M A Towel was Mary’s mother, and also a carrier. This picture postcard was taken in Dalkeith Place in Kettering.

By the turn of the century I was living on my own in the Queen Street cottage and earning my own living, my mother having died in 1895. I had a two-wheeled carrier’s cart with a canvas covered top to protect my goods in inclement weather and, of course, my beloved pony Kitty to draw it. I always wore my straw hat and a starched apron over my black dress to pick up and deliver the orders I was given and I also had my name painted on the side of the cart in elegant script.

By 1910 there were two other carriers in the village, John Dainty and John Pyecraft, but I remained the only woman carrier. In fact I believe I was the only woman carrier in Northamptonshire at the time I retired in 1927.
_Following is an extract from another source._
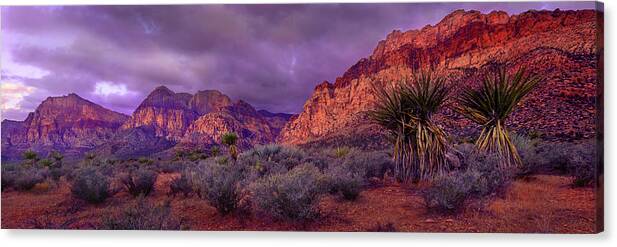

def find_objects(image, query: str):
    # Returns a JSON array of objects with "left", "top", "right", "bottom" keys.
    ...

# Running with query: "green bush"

In that year Kitty, my pony, as a result of a kick from another pony, suffered a broken leg and had to be put down. Kitty was a gentle, well mannered pony and became as well known as I was in the lanes and village streets we passed through on a day’s work. Often the village children would come to visit her in her stable behind my cottage at the end of the day.

I was proud to serve my customers and took great pains to deliver promptly and safely any goods which had been ordered. On occasions I used my lighter trap or buggy to take a passenger or two into Kettering or to visit the hospital.

I never married, but I did not lack for company. I had a big family, I knew everyone in my home village and many of the residents of farms and cottages across this part of Northamptonshire and I had my bees and the bee wine I made. I was 78 when I died, proud of my reputation, proud of my independence and proud of my service to my village.

Kelly’s Directory of 1914 gives an interesting insight into how business operated at a very local level at that time.

This post is part of a series about the Women of Geddington.

2 comments on “Mary Jane Towell

  • Peter Goode says:

    These stories of the Women of Geddington are fascinating. They are informative, they capture the spirit of the times when these venerable ladies lived and they are well written as well. Well done and thank you.

    Reply
    • I’m glad you are enjoying them Peter. Researching the stories reinforces even more what the women contributed to the village without necessarily hitting the headlines!
      I think there are many more untold stories to find.